Is University the only way into Civil Engineering? #TEWeek18

There is a definite misconception about STEM subjects and it is failing young people. Unaware of the alternative routes into civil engineering and lack of knowledge about what kinds of careers are available means more awareness is needed around the ways in which young people can enter a career in Civil Engineering. 

Civil engineering graduates are the third highest starting earners according to Engineering UK’s annual report, with the median earnings for an engineer growing 1.7% to £40,953, comfortably above the national median wage of £28,213.

Average starting salaries of civil engineers are only beaten by veterinary medicine and doctors. However, a career in civil engineering does not have to begin with University.

There is no doubt that a civil engineering degree can be a lucrative and profitable choice but what are the other options? Vocational qualifications such as BTEC diplomas, NVQs, ONCs, and HNCs, among many others, all offer young people the opportunity to explore civil engineering with hands on experience.

‘We are keen to destigmatise vocational training’ CECA NW Director Guy Lawson said. Citing the ‘site experience’ as a valuable element to these routes which some degree programmes lack.

‘I started as a trainee technician and was required to go to college one day a week on a two-year ONC in Civil Engineering,’ said Oliver Smith, 29, from Bolton. ‘I was able to get hands on experience straight away.’

Daniel Boothby, who sits on and chairs the CECA foundations board, says “I started on the tools completing my HNC at night school. George Cox and sons supported me through my degree, developing my passion for the industry that I look to share through my involvement in CECA foundations”.

Eleanor Westwood, a Business Development Manager for BAM Nuttall Ltd, says: “As many without an industry specific qualification do, I entered the civil engineering industry by chance.

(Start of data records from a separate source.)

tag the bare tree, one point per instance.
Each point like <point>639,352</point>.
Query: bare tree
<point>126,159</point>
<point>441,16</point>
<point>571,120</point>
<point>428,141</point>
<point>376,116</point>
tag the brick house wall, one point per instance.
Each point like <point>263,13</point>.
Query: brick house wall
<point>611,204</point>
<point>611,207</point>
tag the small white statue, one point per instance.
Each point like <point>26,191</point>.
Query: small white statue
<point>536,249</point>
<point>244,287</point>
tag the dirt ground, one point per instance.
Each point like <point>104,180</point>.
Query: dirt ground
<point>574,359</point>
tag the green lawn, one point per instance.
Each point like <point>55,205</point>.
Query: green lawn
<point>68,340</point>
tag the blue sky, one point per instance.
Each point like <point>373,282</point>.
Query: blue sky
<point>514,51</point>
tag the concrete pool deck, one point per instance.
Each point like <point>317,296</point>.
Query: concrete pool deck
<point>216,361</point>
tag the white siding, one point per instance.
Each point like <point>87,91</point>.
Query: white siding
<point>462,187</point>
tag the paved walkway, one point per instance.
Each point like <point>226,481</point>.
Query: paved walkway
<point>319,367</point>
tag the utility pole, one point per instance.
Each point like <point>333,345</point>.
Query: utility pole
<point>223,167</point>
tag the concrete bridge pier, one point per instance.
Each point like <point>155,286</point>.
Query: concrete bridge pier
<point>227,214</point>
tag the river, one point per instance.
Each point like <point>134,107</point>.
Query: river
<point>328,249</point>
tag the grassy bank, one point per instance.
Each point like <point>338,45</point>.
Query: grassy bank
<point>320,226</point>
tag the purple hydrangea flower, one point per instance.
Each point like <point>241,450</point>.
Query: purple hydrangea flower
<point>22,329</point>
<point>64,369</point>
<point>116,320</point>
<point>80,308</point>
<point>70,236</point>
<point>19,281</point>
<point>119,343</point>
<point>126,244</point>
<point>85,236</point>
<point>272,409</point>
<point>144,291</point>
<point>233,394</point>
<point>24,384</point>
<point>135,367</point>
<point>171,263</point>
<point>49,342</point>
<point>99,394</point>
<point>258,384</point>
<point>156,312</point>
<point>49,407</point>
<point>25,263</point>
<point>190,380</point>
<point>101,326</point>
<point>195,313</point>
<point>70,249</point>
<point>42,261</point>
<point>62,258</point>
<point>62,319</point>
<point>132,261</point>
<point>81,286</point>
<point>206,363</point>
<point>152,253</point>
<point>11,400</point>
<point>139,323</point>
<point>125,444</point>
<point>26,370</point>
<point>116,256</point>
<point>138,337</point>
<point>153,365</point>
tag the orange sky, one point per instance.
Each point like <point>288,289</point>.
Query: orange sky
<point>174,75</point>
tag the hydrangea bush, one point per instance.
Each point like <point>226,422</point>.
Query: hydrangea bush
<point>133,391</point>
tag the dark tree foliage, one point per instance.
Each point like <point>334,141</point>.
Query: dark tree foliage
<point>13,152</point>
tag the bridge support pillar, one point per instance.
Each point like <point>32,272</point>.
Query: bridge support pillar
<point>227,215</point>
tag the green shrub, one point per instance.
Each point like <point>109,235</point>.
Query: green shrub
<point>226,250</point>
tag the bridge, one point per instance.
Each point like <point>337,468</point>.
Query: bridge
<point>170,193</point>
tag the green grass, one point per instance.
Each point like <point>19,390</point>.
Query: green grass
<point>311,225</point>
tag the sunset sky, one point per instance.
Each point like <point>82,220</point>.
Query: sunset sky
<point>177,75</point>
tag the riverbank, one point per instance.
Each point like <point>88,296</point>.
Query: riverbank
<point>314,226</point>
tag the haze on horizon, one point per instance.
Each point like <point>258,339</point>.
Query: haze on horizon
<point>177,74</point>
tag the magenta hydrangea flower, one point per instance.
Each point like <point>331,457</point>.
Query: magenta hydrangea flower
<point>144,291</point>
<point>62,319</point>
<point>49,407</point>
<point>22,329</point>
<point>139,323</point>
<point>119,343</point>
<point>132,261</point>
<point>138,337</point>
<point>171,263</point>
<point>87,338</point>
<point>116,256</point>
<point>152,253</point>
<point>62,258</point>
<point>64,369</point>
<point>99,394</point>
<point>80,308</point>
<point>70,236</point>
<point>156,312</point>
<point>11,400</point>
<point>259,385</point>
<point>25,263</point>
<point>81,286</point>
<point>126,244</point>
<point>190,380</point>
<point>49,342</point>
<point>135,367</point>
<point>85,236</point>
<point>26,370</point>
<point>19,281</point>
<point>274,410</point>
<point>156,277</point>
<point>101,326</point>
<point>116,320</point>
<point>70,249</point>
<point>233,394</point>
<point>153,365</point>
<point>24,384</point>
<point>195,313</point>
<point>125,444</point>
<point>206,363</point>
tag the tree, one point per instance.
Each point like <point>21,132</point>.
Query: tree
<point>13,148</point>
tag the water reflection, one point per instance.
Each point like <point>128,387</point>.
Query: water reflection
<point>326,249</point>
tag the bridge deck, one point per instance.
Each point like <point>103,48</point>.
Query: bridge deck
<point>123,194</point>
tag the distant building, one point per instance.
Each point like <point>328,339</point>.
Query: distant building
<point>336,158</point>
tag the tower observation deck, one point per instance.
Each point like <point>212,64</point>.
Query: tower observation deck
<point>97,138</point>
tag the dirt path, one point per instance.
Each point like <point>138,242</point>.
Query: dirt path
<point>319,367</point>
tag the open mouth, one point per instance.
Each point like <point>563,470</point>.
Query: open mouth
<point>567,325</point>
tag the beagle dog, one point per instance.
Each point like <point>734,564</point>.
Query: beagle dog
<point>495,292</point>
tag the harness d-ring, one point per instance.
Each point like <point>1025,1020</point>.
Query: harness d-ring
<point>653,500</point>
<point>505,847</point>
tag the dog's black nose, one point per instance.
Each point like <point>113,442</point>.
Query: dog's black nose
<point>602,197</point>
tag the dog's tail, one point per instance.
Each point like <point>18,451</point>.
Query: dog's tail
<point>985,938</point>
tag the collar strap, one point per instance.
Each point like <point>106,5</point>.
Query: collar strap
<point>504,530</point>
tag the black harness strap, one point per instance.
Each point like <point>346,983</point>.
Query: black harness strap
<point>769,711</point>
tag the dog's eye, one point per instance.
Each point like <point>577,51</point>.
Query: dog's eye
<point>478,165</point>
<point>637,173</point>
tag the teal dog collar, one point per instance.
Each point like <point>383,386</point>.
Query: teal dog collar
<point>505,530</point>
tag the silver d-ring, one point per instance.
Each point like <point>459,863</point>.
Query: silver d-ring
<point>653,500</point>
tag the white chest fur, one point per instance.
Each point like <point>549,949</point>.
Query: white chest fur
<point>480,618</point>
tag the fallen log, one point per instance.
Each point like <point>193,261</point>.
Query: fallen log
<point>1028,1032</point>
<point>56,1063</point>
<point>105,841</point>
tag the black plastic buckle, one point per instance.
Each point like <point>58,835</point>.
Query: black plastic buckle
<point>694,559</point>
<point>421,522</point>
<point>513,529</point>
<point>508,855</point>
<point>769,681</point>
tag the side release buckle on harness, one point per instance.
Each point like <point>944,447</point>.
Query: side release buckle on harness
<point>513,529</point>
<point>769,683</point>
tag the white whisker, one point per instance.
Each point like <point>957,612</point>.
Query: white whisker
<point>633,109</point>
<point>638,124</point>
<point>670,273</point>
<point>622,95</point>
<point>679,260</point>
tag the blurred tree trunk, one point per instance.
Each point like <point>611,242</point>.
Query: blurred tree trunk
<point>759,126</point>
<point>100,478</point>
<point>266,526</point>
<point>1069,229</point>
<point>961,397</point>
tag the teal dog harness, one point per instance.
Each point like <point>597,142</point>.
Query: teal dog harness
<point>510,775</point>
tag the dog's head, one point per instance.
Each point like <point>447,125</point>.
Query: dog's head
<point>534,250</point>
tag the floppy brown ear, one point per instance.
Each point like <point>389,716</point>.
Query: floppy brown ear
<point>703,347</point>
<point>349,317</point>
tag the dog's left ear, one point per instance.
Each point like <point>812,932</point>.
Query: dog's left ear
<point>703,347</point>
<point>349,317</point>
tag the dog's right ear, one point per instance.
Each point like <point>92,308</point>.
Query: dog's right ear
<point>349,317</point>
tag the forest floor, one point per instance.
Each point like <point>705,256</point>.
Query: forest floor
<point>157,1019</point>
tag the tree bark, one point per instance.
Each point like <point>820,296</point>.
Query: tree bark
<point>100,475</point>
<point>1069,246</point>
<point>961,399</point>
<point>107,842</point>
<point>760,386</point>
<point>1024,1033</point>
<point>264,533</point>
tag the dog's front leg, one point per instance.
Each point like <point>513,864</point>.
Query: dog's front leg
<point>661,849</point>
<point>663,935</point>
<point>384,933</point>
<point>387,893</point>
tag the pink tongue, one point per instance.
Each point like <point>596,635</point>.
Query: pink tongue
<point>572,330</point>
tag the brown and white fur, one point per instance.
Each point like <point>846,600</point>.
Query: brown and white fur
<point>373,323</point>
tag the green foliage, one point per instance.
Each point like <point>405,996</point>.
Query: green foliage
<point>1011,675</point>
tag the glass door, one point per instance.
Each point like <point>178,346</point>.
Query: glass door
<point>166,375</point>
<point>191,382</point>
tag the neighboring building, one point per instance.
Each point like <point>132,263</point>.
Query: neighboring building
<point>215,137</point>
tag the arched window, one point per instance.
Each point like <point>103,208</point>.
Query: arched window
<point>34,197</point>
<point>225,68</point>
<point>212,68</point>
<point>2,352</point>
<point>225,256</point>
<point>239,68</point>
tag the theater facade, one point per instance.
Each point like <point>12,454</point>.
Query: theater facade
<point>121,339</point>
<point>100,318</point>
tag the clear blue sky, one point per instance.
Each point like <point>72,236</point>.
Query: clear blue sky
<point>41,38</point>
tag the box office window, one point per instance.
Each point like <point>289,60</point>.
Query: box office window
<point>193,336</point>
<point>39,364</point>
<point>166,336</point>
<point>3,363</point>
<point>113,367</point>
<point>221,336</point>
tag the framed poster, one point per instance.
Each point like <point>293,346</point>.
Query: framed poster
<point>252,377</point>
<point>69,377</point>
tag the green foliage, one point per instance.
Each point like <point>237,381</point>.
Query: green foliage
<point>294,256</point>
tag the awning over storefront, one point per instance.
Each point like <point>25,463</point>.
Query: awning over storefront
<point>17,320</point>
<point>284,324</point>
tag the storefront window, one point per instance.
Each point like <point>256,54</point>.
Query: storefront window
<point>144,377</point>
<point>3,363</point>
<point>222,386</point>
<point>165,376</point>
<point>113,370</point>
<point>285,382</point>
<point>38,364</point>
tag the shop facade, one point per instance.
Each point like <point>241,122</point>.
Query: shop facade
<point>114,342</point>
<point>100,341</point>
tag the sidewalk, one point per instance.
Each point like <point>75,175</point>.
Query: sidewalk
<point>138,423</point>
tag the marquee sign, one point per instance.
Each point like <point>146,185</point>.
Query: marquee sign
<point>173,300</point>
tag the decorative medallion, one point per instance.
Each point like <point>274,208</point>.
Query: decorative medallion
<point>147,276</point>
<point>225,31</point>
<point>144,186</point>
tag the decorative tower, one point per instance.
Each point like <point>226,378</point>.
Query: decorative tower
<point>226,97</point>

Working through bid management, compliance and business development roles, I learnt that there is much more to the industry than just spades in the ground. There is an interesting career path available for everyone, no matter what your background.

“I was recently involved in the creation of the CECA North West Foundations group for young people in the industry, tasked with encouraging and supporting those new to their career in civils. The misconceptions surrounding construction are big issues to be tackled, and I am proud of the way CECA North West have approached this, being fully inclusive and friendly to all those who engage. Guy Lawson particularly, has always welcomed me at board meetings and encouraged my involvement in CECA activities providing an excellent source of support and a useful network.”

Additionally, the stigma that surrounds civil engineering means many young people are left confused about what a career really entails. With a vast number of firms in the North West looking after environmental projects and technology projects, the job goes beyond the building roads and reams of mathematical equations.

CECA NW says, ‘civil engineers ensure we have an excellent quality of life.’ There is no doubt that civil engineering shapes the world. There is a skills shortage in the industry but a booming number of civil engineering projects meaning job security is excellent and salaries are set to rise.

‘Civil engineering is not just about wheelbarrows and wellies,’ says CECA, who laud skills such as problem-solving, communication and creativity. ‘After all, how many jobs are there where you can point to something and say, “I built that.”